Please tell us about your experience of this website today

UK dataset expertise informs Google's new dataset search

6 September 2018

Image of Europe

False colour image of Europe captured by Sentinel 3.
(Credit: contains modified Copernicus Sentinel data (2018))

Experts from UK Research and Innovation have contributed to a search tool newly launched by Google that aims to help scientists, policy makers and other user groups more easily find the data required for their work and their stories, or simply to satisfy their intellectual curiosity.

In today's world, scientists in many disciplines and a growing number of journalists live and breathe data. There are many thousands of data repositories on the web, providing access to millions of datasets; and local and national governments around the world publish their data as well. As part of the UK Research and Innovation commitment to easy access to data, their experts worked with Google to help develop the Dataset Search, launched today.

Similar to how Google Scholar works, Dataset Search lets users find datasets wherever they’re hosted, whether it’s a publisher's site, a digital library, or an author's personal web page.

Google approached UK Research and Innovation’s Natural Environment Research Council (NERC) and Science and Technology Facilities Council (STFC) to help ensure their world-leading environmental datasets were included. The heritage in these organisations for managing huge complex datasets on the atmosphere, oceans, climate change, and even data about the solar system, managed by Dr Sarah Callaghan, the Data and Programme Manager at the UKRI’s national space laboratory STFC RAL Space, led to them working with Google on the project.

Dr Sarah Callaghan said: “In RAL Space we manage, archive and distribute thousands of terabytes of data to make it available to scientific researchers and other interested parties. My experience making datasets findable, usable and interoperable enabled me to advise Google on their Dataset Search and how to best display their search results.”

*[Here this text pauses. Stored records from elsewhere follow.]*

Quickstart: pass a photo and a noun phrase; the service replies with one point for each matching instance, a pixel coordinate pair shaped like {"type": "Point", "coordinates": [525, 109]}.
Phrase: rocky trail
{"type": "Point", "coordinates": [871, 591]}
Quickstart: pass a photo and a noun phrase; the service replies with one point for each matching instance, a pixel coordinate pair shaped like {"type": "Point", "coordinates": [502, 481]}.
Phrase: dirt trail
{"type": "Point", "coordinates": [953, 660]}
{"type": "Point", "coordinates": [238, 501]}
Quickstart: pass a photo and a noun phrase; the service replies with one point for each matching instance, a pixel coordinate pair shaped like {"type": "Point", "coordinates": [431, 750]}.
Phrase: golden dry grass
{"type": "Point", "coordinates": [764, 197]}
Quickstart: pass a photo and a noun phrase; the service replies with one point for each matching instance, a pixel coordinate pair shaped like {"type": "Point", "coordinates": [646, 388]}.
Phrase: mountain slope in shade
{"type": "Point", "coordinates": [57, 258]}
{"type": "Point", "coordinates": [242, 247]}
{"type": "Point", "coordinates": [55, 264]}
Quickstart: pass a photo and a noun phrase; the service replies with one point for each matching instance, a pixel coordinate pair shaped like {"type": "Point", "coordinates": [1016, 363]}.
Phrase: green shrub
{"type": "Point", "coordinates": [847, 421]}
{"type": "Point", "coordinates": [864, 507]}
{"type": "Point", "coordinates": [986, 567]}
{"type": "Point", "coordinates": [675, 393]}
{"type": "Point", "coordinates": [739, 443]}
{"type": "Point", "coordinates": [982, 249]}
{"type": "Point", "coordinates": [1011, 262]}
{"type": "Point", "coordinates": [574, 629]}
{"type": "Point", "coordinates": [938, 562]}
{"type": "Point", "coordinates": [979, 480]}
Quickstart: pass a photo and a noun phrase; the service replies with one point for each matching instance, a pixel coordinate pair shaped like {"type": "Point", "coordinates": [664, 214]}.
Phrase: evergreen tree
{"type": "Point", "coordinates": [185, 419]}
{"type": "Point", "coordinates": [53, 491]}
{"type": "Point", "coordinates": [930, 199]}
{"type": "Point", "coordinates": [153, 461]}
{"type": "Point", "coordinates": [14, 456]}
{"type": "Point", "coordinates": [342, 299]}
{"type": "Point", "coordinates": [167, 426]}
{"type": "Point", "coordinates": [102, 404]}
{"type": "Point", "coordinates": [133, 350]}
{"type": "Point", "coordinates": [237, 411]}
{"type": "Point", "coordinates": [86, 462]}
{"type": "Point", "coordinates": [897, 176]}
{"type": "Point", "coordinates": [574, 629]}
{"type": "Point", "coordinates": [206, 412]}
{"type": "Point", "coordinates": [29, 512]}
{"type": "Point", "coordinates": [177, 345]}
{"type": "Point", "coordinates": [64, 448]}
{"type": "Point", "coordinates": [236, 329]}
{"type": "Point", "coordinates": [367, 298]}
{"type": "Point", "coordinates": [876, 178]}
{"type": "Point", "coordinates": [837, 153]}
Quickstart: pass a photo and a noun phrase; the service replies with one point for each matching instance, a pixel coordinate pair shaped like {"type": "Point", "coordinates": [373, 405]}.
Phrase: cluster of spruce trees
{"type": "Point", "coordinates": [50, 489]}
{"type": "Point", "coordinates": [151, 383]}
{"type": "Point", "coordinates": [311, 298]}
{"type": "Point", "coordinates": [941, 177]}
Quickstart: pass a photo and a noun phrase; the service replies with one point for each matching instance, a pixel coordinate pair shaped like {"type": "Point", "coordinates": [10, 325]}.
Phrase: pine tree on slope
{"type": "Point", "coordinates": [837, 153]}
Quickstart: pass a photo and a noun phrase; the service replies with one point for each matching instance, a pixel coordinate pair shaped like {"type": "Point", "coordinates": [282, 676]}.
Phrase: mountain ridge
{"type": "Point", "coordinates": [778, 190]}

“I was able to draw on my work with NERC and STFC datasets, not only in just archiving and managing data for the long term and the scientific record, but also helping users to understand if a dataset is the right one for their purposes.”

Temperature of Europe

Temperature of Europe during the April 2018 heatwave.
(Credit: contains modified Copernicus Sentinel data (2018))

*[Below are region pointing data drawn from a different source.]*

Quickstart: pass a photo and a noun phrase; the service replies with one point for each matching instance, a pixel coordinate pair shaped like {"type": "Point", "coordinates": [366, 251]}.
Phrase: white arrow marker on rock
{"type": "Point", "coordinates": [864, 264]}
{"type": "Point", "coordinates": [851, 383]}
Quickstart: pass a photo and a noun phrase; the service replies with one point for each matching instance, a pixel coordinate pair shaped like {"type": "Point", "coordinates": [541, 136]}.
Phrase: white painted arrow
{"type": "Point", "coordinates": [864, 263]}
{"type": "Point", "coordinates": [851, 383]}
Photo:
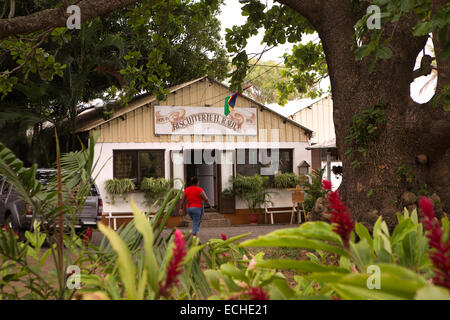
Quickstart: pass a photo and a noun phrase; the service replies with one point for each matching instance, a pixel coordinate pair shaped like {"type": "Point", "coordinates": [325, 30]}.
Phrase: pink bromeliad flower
{"type": "Point", "coordinates": [440, 253]}
{"type": "Point", "coordinates": [339, 214]}
{"type": "Point", "coordinates": [175, 265]}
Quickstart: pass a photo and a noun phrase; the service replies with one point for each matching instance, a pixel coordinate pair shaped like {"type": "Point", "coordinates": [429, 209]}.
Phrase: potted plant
{"type": "Point", "coordinates": [154, 189]}
{"type": "Point", "coordinates": [251, 189]}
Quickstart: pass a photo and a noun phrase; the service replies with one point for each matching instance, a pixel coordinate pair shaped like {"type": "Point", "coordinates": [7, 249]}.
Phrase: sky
{"type": "Point", "coordinates": [231, 15]}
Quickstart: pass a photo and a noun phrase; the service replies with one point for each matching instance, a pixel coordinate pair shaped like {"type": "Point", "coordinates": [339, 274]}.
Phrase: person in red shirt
{"type": "Point", "coordinates": [194, 196]}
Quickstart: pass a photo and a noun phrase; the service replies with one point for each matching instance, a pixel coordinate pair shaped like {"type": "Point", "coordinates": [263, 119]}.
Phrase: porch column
{"type": "Point", "coordinates": [227, 166]}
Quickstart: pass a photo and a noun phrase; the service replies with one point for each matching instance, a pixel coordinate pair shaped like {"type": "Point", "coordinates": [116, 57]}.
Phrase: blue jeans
{"type": "Point", "coordinates": [196, 215]}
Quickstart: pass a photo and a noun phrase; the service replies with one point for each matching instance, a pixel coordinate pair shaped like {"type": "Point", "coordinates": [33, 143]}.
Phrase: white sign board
{"type": "Point", "coordinates": [205, 121]}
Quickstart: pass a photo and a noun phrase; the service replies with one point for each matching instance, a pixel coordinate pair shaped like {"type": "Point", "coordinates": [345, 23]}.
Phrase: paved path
{"type": "Point", "coordinates": [214, 232]}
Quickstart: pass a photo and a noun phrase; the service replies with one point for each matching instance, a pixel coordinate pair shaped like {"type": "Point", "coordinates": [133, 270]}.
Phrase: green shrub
{"type": "Point", "coordinates": [155, 188]}
{"type": "Point", "coordinates": [286, 180]}
{"type": "Point", "coordinates": [119, 186]}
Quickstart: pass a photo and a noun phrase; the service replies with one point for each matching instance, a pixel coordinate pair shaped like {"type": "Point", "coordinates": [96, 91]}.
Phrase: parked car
{"type": "Point", "coordinates": [16, 214]}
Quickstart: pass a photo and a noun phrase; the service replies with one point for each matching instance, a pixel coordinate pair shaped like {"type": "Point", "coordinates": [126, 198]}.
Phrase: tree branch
{"type": "Point", "coordinates": [53, 18]}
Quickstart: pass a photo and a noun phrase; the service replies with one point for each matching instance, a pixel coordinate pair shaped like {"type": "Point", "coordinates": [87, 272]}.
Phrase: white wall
{"type": "Point", "coordinates": [104, 169]}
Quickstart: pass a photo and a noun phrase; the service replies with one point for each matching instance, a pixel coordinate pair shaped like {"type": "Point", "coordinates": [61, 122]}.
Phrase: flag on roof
{"type": "Point", "coordinates": [230, 101]}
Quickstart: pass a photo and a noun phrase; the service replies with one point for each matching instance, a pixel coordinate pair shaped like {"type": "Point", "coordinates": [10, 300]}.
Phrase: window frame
{"type": "Point", "coordinates": [138, 165]}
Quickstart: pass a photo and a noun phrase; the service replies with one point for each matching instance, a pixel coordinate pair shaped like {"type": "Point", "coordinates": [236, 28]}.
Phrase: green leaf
{"type": "Point", "coordinates": [401, 230]}
{"type": "Point", "coordinates": [432, 293]}
{"type": "Point", "coordinates": [299, 265]}
{"type": "Point", "coordinates": [293, 242]}
{"type": "Point", "coordinates": [363, 233]}
{"type": "Point", "coordinates": [213, 276]}
{"type": "Point", "coordinates": [362, 253]}
{"type": "Point", "coordinates": [384, 53]}
{"type": "Point", "coordinates": [143, 226]}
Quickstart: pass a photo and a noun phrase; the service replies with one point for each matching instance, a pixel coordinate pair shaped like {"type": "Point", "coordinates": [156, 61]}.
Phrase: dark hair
{"type": "Point", "coordinates": [193, 181]}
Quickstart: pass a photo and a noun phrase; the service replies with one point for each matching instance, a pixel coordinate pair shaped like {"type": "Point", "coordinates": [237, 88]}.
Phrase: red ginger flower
{"type": "Point", "coordinates": [440, 256]}
{"type": "Point", "coordinates": [175, 265]}
{"type": "Point", "coordinates": [339, 214]}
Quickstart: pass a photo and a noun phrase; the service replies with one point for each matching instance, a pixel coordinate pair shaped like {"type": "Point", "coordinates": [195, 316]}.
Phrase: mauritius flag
{"type": "Point", "coordinates": [230, 101]}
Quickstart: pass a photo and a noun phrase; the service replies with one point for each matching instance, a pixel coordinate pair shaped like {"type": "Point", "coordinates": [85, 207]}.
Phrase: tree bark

To create Dataset Search, Google developed guidelines for dataset providers to describe their data in a way that search engines can better understand the content of their pages. These guidelines include salient information about datasets: who created the dataset, when it was published, how the data was collected, what the terms are for using the data, etc. This enables search engines to collect and link this information, analyse where different versions of the same dataset might be, and find publications that may be describing or discussing the dataset. The approach is based on an open standard for describing this information (schema.org). Many STFC and NERC datasets for environmental data are already described in this way and are particularly good examples of findable, user-friendly datasets.  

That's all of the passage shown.